ECONOMÍA

La moneda boliviana pierde valor en Desaguadero, afectando a comerciantes y fomentando el contrabando

Limbert Chipana · 06 Sep, 2026

La moneda boliviana pierde valor en Desaguadero, afectando a comerciantes y fomentando el contrabando

En Desaguadero, localidad fronteriza entre Bolivia y Perú, el boliviano se ha convertido en una moneda casi inexistente. La moneda peruana ha cobrado fuerza, afectando notablemente la actividad comercial en la región.

Desde que se implementó un tipo de cambio flexible del dólar el 29 de junio de 2026, la moneda nacional ha ido perdiendo valor. Esto ha llevado a que los comerciantes peruanos no acepten bolivianos en sus transacciones, resultando en una disminución del comercio.

"Mira cómo está. Antes era llenito. Los martes era regular, pero ahora ni regular".

Las fluctuaciones del tipo de cambio han hecho que el comercio sea impredecible.

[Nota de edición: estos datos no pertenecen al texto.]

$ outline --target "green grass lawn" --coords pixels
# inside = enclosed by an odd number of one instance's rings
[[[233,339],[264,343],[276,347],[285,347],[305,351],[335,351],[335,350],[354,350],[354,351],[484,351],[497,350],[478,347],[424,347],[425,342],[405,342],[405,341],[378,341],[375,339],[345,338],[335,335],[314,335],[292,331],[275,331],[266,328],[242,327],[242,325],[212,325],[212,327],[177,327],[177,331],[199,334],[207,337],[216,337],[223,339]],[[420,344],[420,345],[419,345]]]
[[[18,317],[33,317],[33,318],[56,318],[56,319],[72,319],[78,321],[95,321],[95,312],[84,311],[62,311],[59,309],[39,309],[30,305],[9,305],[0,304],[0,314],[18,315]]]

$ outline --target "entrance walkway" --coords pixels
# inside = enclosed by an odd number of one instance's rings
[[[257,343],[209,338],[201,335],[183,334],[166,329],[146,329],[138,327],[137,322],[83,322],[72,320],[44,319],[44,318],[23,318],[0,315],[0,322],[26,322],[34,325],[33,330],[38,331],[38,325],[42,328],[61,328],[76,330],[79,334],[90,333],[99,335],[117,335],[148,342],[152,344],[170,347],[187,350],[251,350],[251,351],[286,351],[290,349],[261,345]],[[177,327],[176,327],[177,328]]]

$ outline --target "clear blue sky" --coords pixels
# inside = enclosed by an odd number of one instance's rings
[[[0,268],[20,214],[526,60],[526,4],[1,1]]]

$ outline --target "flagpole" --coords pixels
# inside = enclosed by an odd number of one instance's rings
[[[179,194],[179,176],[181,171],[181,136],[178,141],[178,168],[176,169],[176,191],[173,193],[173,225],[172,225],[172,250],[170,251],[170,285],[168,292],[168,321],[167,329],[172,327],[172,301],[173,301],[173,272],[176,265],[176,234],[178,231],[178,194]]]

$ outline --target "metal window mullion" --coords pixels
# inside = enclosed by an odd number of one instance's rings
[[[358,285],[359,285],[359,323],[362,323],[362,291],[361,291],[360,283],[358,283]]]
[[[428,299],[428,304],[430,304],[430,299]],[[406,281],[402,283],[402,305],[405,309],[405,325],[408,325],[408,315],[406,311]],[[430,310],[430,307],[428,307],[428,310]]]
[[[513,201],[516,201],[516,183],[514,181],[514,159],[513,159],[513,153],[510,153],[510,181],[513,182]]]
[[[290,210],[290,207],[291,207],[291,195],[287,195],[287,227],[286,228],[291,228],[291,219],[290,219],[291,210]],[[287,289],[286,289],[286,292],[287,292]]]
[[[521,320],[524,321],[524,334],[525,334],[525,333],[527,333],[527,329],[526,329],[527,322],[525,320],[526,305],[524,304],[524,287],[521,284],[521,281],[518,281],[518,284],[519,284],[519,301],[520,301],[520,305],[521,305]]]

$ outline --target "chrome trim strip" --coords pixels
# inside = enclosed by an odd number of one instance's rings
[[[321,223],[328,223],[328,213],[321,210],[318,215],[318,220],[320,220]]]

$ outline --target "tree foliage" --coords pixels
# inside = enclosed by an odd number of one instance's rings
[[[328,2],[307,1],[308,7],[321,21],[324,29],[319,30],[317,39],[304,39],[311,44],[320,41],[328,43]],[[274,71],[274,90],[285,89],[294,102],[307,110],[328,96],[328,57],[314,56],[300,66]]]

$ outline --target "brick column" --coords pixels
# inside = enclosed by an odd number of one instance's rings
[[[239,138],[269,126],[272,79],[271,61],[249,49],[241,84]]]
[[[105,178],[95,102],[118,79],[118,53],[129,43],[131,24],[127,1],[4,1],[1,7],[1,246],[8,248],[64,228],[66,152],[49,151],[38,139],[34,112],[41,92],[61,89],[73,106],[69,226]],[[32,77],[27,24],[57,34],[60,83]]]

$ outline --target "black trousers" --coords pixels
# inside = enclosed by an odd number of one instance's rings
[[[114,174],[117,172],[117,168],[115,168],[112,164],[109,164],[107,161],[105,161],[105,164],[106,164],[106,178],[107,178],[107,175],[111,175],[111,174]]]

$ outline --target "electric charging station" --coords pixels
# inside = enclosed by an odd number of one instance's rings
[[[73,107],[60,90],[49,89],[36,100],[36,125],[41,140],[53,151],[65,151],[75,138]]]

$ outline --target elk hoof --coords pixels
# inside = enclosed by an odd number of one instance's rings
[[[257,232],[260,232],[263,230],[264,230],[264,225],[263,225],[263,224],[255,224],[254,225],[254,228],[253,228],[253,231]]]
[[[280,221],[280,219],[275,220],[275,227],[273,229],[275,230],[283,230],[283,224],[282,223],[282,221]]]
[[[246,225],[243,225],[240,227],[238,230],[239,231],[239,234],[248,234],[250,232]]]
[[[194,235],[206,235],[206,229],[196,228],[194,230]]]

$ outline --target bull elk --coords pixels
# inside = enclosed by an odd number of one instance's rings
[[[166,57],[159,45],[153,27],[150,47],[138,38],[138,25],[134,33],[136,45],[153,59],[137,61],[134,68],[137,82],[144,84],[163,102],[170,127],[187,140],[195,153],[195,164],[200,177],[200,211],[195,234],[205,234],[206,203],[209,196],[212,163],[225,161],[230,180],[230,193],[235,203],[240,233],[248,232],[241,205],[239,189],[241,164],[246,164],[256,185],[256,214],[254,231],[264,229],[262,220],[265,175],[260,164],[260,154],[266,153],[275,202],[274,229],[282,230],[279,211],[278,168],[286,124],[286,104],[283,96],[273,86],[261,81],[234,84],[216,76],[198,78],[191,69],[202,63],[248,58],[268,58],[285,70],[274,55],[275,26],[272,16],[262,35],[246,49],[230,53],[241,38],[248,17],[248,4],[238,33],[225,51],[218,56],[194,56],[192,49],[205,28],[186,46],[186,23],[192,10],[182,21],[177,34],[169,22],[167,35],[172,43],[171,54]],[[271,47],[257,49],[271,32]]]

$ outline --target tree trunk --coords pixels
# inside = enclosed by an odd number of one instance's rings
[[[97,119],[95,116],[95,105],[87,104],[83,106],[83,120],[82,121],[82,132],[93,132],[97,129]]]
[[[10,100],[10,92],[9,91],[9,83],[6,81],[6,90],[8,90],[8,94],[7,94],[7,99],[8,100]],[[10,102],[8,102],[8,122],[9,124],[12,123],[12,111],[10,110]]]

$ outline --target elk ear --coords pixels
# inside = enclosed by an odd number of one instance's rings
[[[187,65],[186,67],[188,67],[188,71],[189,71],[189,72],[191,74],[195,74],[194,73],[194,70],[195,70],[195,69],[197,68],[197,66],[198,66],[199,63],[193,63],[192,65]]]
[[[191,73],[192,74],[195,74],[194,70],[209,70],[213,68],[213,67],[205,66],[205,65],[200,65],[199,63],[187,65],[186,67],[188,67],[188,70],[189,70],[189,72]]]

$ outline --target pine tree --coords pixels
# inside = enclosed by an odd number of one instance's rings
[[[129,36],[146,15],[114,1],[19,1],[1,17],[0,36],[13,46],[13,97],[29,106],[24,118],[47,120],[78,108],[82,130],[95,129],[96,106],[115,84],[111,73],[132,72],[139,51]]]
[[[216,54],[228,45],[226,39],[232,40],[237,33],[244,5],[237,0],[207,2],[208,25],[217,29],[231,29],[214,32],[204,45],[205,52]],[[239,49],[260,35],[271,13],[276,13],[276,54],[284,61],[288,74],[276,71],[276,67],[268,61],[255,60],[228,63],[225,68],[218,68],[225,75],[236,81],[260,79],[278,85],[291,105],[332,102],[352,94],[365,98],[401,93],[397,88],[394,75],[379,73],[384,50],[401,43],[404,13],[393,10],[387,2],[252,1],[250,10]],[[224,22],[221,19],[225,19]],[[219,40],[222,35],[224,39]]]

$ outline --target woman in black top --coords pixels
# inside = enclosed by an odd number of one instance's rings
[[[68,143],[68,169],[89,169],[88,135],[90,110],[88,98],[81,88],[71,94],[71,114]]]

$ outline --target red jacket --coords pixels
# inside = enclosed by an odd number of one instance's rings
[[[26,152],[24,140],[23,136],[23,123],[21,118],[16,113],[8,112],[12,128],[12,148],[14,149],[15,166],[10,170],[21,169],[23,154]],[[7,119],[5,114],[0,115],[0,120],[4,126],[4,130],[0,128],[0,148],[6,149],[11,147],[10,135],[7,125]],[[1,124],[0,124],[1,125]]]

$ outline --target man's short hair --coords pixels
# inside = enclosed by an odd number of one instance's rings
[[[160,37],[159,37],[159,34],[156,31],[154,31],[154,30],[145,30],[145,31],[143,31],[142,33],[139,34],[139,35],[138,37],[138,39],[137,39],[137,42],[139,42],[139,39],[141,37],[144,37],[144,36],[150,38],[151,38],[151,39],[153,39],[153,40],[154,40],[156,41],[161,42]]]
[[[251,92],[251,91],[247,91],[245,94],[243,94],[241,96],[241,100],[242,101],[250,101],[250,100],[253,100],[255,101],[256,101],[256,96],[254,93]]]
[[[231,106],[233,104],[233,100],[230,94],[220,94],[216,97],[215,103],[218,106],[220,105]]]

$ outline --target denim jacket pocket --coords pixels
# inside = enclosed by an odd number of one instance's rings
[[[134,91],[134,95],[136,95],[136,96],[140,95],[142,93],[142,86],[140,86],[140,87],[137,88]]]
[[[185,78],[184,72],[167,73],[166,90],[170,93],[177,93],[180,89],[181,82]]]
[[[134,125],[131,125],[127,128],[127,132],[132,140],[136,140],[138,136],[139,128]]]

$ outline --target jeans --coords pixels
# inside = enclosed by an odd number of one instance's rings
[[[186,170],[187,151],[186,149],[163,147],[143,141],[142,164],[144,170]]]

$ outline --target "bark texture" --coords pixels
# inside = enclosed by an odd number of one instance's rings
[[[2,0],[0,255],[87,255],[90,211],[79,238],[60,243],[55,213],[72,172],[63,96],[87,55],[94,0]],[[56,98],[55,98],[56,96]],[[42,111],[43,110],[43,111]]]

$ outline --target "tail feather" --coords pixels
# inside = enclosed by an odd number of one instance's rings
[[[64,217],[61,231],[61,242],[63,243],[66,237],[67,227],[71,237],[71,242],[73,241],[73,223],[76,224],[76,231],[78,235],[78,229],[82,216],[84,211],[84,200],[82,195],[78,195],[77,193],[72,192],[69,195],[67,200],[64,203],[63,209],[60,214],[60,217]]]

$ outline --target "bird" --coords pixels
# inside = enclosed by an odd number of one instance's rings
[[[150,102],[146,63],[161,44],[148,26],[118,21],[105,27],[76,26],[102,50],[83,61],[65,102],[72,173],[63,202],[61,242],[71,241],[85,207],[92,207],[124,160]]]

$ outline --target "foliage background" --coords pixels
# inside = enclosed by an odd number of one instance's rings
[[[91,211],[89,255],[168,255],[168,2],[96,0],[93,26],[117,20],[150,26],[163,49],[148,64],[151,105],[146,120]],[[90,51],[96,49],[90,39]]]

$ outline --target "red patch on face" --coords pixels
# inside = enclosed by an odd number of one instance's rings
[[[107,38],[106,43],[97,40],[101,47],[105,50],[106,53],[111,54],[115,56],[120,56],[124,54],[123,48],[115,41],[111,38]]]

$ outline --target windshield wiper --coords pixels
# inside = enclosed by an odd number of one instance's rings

Una comerciante comentó que ahora hay más vendedores que compradores en las ferias, reflejando la crisis actual.

La situación ha incentivado el contrabando, ya que los comercios en Perú que antes operaban de manera clandestina ahora lo hacen sin miedo. Algunos bolivianos participan activamente en este tráfico de productos, como el gas licuado.

La devaluación del boliviano no es un fenómeno nuevo; ha estado ocurriendo desde hace más de dos años, afectando primero a las regiones fronterizas. Un analista, Jaime Dunn, destacó que esto se debe a la desconfianza en el valor de la moneda.

Los comerciantes bolivianos lidian con una situación desesperante, ya que comprar productos del lado peruano se ha vuelto difícil. "Te cotizan más 10 puntos para no perder ellos", manifestó una vendedora.

El impacto no solo se siente en el comercio, sino también en el transporte. Los 'bicicarros' y otros medios de transporte han visto disminuido su trabajo debido a la caída en el flujo de mercancías.

En los primeros días de septiembre, el tipo de cambio del dólar alcanzó su máximo histórico de 12,32 bolivianos. La situación ha sido reconocida por autoridades, quienes destacan que es una "nueva realidad" a la que hay que adaptarse, aunque el presidente del Banco Central niega que haya una devaluación significativa.

Desaguadero, como población fronteriza, sirve como un indicador económico de lo que eventualmente afecta al resto del país, lo que hace que estos cambios sean motivo de preocupación para todos los bolivianos.